In recent years, research on White identity has gained traction in the psychological literature, as researchers and clinicians have grown to realize that this group also struggles with questions such as, "what does it mean to be White in my culture," and "what does being White mean to me?"

One of the most interesting—and important—questions relevant to White identity has to do with its relationship to intergroup attitudes. Research looking into this question is all over the map, with some findings suggesting a positive link (that is, greater identification leading to more positive intergroup attitudes), other findings suggesting a negative link, and still others finding suggesting no link at all.

When science stumbles on these kinds of inconsistent, "all over the map"

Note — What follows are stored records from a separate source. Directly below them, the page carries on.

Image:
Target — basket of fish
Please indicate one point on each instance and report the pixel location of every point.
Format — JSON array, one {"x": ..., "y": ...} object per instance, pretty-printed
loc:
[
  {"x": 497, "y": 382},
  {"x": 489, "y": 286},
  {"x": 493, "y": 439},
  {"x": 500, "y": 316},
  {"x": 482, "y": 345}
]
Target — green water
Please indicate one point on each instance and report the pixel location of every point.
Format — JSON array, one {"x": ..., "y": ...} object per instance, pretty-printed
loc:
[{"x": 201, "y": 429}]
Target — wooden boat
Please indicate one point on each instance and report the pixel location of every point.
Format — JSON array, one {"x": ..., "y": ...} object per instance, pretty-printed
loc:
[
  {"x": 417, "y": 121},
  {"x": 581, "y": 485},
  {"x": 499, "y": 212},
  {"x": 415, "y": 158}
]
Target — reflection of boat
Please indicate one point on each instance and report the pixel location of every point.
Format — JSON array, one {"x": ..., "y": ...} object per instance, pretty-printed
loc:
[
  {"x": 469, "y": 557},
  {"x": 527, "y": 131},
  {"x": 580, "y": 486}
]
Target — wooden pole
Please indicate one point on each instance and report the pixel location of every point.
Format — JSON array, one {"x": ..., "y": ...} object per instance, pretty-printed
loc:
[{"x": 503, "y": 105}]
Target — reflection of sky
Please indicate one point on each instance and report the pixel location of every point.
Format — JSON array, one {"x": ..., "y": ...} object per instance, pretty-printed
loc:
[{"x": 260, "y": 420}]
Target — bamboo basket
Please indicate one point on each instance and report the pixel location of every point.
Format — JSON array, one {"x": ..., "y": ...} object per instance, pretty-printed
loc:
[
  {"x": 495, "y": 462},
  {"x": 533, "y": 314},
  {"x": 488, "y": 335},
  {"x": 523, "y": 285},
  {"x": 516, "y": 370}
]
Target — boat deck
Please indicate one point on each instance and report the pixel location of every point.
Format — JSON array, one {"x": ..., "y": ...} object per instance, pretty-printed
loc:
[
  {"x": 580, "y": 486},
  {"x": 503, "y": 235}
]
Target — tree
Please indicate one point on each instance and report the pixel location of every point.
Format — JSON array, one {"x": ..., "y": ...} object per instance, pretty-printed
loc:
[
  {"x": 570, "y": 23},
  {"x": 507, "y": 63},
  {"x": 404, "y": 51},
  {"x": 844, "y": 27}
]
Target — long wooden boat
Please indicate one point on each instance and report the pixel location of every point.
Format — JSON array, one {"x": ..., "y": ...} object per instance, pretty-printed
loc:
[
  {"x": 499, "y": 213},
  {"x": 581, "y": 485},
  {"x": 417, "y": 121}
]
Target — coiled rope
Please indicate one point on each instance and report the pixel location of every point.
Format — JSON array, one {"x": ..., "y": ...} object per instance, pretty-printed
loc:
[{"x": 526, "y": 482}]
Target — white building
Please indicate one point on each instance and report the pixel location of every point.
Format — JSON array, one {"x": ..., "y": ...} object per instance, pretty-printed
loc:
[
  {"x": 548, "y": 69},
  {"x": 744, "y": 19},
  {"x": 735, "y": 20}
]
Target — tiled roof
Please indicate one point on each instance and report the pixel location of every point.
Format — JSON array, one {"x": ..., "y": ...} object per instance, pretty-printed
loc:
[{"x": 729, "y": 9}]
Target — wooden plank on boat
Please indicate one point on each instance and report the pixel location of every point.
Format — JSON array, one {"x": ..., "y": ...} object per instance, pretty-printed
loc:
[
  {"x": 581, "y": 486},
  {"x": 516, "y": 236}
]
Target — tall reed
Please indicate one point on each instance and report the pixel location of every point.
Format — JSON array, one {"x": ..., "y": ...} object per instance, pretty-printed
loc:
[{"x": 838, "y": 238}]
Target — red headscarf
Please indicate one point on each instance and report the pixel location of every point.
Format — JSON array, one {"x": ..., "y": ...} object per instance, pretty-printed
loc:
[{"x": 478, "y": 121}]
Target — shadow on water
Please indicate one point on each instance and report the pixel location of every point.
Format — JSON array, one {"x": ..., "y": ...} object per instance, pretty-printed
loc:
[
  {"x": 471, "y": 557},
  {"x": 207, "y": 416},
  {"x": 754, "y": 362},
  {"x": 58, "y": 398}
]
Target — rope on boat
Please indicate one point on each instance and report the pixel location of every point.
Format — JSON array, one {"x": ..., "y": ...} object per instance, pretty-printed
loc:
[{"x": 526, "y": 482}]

relationships, it usually means that there is another factor playing a role that researchers have not yet accounted for. For example, ethnic identity among minority students has sometimes been linked to better academic outcomes, and sometimes linked to worse academic outcomes. My own research (Mendoza-Denton, Pietrzak, and Downey, 2008) has found that whether students worry that they may be discriminated against in their schooling context determines whether their ethnic identity serves as a strength or a risk factor.

My colleagues Matt Goren and Victoria Plaut at UC Berkeley have tackled the confusing relationship between White identity and intergroup attitudes in a 2011 paper published in the journal Self and Identity. Goren and Plaut recognized that White identity is not a unitary phenomenon; rather, that it can take different forms. The researchers

discovered that although some Whites were indeed weakly identified, those who identified strongly fell into two primary groups. One group very much identified with being White, but in a way that allowed them to recognize White privilege. The researchers called this group the power cognizant group. The other group also identified with being White, but described their experience much more in terms of how proud they were to be a part of the group. This group the researchers termed the prideful group.

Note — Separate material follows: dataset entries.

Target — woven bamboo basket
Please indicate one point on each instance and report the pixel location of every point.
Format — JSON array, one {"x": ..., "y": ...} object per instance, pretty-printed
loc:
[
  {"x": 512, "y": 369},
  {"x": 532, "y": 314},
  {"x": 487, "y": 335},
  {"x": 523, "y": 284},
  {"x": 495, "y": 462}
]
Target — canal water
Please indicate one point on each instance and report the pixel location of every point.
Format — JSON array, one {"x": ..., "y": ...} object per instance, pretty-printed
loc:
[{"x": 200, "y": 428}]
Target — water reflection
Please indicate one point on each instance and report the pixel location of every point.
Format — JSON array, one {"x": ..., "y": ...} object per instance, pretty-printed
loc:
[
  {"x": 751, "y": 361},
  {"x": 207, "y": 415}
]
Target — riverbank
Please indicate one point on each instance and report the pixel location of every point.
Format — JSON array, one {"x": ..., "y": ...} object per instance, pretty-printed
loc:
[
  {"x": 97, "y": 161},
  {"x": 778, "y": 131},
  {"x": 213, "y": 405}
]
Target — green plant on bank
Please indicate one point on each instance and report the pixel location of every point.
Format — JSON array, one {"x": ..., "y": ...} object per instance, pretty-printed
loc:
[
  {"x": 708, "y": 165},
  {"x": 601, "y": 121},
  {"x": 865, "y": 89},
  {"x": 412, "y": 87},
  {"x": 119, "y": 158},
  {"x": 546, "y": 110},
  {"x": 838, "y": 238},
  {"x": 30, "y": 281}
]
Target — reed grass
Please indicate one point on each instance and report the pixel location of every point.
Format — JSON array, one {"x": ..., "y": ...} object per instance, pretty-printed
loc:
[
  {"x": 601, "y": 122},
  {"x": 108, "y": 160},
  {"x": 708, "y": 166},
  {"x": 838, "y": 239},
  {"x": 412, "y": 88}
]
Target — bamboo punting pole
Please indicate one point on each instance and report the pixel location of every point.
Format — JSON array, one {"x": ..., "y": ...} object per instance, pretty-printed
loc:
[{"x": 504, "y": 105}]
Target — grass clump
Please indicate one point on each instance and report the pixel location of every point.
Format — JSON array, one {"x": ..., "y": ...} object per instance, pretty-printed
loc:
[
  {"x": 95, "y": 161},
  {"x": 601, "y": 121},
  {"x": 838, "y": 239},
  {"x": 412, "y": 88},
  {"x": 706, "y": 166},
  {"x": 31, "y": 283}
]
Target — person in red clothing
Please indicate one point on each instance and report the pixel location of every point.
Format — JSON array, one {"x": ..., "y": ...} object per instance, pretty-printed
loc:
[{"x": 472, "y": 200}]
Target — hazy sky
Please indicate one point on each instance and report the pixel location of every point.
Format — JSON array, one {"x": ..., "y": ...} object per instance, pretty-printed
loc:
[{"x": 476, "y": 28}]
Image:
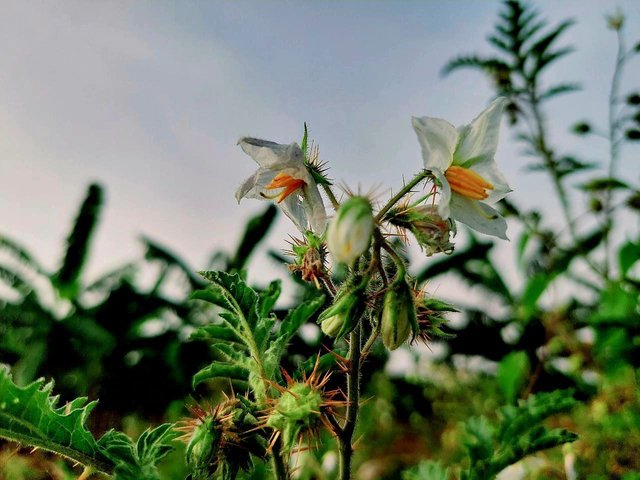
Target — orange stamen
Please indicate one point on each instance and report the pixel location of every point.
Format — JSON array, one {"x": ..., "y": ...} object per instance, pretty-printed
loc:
[
  {"x": 467, "y": 183},
  {"x": 288, "y": 183}
]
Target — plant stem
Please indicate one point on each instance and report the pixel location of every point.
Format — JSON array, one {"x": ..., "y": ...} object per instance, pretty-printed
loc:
[
  {"x": 279, "y": 468},
  {"x": 403, "y": 191},
  {"x": 353, "y": 398},
  {"x": 613, "y": 143}
]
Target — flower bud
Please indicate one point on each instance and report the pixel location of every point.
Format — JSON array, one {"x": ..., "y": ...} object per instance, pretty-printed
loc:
[
  {"x": 349, "y": 233},
  {"x": 341, "y": 317},
  {"x": 398, "y": 315},
  {"x": 431, "y": 231}
]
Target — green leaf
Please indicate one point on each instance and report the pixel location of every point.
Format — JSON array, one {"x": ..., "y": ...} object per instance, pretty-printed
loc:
[
  {"x": 79, "y": 242},
  {"x": 138, "y": 461},
  {"x": 288, "y": 328},
  {"x": 255, "y": 232},
  {"x": 628, "y": 255},
  {"x": 221, "y": 370},
  {"x": 30, "y": 415},
  {"x": 513, "y": 371},
  {"x": 426, "y": 470}
]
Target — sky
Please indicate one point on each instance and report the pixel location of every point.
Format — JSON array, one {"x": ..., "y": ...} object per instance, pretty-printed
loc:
[{"x": 150, "y": 98}]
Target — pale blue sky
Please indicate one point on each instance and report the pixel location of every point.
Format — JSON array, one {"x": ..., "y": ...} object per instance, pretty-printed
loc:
[{"x": 149, "y": 98}]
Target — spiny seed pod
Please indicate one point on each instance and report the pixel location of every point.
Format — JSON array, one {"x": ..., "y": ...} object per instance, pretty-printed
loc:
[
  {"x": 341, "y": 317},
  {"x": 398, "y": 314},
  {"x": 432, "y": 232},
  {"x": 302, "y": 409},
  {"x": 349, "y": 233}
]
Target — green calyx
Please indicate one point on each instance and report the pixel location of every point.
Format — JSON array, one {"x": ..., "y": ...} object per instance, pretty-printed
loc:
[
  {"x": 398, "y": 314},
  {"x": 340, "y": 318},
  {"x": 297, "y": 411}
]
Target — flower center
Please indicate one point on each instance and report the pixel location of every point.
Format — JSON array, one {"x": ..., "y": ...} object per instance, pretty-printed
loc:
[
  {"x": 467, "y": 183},
  {"x": 287, "y": 183}
]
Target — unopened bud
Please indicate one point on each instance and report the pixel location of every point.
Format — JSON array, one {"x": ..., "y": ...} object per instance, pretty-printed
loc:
[
  {"x": 349, "y": 233},
  {"x": 398, "y": 315},
  {"x": 341, "y": 317}
]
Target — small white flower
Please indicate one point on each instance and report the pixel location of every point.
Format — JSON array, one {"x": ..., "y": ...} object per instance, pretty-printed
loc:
[
  {"x": 462, "y": 161},
  {"x": 349, "y": 233},
  {"x": 283, "y": 176}
]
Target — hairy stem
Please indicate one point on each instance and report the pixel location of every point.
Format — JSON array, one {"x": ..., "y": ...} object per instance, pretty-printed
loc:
[
  {"x": 353, "y": 397},
  {"x": 279, "y": 468},
  {"x": 403, "y": 191}
]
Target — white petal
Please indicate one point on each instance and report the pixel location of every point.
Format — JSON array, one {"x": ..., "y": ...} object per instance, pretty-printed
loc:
[
  {"x": 445, "y": 194},
  {"x": 293, "y": 207},
  {"x": 479, "y": 139},
  {"x": 254, "y": 186},
  {"x": 479, "y": 216},
  {"x": 272, "y": 155},
  {"x": 438, "y": 139},
  {"x": 489, "y": 171},
  {"x": 314, "y": 208}
]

Once the researchers divided the highly identified Whites into these two groups, the picture rapidly came into focus. Even though these two groups had similar levels of White identification, the power-cognizant group held significantly more positive attitudes towards diversity, as measured with items such as "universities should foster environments where differences are valued," and "a university education should expose students to the

important differences in ideas and values that exist in the world." The prideful group, by contrast, did not endorse these items as strongly, and showed a greater tendency towards prejudice than the power-cognizant group. The key here is that if one were not to

distinguish between these two groups, the research would have found no relationship at all between White identification and attitudes towards diversity!

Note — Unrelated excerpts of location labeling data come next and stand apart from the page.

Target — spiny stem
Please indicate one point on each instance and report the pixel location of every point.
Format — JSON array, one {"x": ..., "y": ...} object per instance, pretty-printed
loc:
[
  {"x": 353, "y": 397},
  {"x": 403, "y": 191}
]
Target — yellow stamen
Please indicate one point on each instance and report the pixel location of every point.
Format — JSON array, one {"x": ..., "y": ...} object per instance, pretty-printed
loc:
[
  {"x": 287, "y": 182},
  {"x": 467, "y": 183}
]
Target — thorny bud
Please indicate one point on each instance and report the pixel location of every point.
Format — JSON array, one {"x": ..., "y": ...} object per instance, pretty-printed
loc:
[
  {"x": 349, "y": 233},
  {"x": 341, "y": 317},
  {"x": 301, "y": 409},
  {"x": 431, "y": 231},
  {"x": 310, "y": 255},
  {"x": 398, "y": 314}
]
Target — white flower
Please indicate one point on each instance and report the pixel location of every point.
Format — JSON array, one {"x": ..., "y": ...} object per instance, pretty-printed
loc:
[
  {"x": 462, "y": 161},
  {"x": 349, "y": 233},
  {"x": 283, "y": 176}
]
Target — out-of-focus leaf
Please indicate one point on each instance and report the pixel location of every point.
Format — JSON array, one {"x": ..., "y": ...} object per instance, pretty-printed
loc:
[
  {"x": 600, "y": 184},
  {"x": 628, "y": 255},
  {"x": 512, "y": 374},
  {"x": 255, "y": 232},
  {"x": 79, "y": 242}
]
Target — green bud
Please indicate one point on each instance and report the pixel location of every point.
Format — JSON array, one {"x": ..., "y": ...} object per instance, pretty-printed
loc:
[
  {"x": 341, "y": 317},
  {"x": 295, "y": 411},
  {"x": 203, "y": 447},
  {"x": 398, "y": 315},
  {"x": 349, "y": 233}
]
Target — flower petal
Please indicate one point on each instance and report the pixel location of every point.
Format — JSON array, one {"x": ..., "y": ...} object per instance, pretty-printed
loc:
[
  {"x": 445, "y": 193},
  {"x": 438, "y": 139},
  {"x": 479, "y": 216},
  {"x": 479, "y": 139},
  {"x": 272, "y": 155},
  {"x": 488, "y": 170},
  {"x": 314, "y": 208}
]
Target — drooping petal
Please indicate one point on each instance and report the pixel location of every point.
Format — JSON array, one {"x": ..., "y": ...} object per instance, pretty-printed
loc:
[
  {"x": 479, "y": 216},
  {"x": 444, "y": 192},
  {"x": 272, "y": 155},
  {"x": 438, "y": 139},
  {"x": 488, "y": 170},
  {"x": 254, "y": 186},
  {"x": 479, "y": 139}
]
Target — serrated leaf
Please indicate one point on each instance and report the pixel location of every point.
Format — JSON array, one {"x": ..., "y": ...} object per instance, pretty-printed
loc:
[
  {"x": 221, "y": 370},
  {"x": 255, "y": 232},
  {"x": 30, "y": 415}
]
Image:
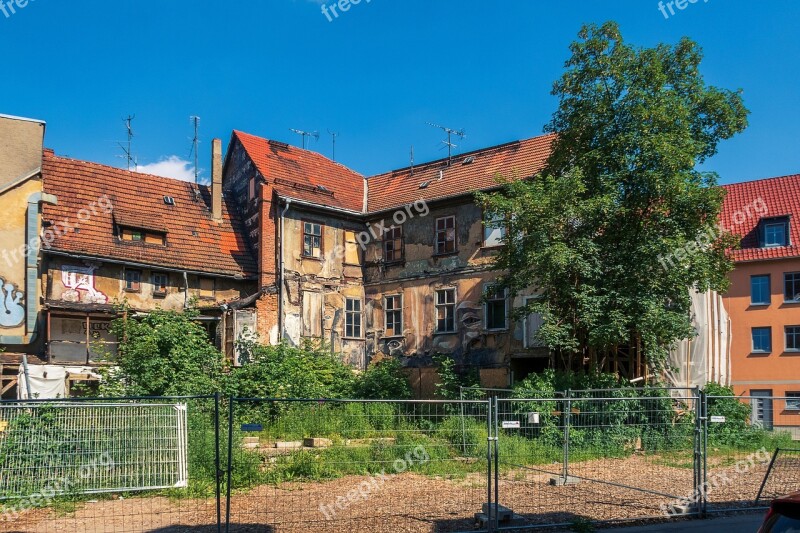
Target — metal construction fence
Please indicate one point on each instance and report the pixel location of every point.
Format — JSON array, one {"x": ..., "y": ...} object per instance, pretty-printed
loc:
[{"x": 488, "y": 462}]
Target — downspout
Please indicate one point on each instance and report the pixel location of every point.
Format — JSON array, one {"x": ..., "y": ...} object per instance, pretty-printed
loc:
[
  {"x": 281, "y": 283},
  {"x": 32, "y": 264}
]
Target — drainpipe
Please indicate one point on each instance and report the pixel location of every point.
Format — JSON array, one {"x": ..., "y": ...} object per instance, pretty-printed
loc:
[
  {"x": 32, "y": 268},
  {"x": 281, "y": 284}
]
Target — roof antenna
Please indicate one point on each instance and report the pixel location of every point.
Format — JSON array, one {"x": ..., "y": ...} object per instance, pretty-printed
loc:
[
  {"x": 195, "y": 142},
  {"x": 449, "y": 142},
  {"x": 305, "y": 134},
  {"x": 127, "y": 151},
  {"x": 334, "y": 135}
]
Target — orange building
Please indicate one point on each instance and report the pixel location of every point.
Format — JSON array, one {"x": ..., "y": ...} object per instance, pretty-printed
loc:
[{"x": 764, "y": 298}]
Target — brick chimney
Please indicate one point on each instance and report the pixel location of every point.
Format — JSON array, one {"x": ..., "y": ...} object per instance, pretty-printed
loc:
[{"x": 216, "y": 179}]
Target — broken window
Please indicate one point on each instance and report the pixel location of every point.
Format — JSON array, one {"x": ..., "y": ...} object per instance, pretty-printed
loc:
[
  {"x": 393, "y": 308},
  {"x": 133, "y": 280},
  {"x": 496, "y": 308},
  {"x": 445, "y": 311},
  {"x": 393, "y": 245},
  {"x": 494, "y": 230},
  {"x": 352, "y": 328},
  {"x": 312, "y": 239},
  {"x": 446, "y": 235}
]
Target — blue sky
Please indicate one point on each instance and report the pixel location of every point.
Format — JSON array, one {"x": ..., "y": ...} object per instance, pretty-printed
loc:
[{"x": 376, "y": 74}]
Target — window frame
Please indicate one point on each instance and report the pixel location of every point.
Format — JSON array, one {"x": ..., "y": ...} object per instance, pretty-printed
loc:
[
  {"x": 792, "y": 396},
  {"x": 449, "y": 307},
  {"x": 441, "y": 246},
  {"x": 157, "y": 290},
  {"x": 350, "y": 315},
  {"x": 487, "y": 289},
  {"x": 499, "y": 222},
  {"x": 796, "y": 282},
  {"x": 753, "y": 330},
  {"x": 795, "y": 334},
  {"x": 397, "y": 315},
  {"x": 768, "y": 301},
  {"x": 128, "y": 285},
  {"x": 306, "y": 234},
  {"x": 390, "y": 237}
]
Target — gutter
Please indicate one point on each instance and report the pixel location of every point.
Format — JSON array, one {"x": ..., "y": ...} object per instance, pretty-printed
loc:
[{"x": 281, "y": 282}]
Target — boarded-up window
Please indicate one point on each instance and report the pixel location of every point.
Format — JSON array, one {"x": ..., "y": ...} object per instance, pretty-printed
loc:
[
  {"x": 352, "y": 254},
  {"x": 312, "y": 314},
  {"x": 207, "y": 287}
]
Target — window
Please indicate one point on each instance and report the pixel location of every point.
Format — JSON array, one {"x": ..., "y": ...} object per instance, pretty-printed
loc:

There are two take home points: the first is that our scientific conclusions are limited by the types of questions we ask, so that few, if any, scientific findings are really the last word on a given topic. The second is subtler, and extremely important for positive

intergroup relations. Just because someone has a strong ethnic identity, we cannot make direct conclusions about their attitudes on other topics. This applies not just to Whites, but to members of other groups as well.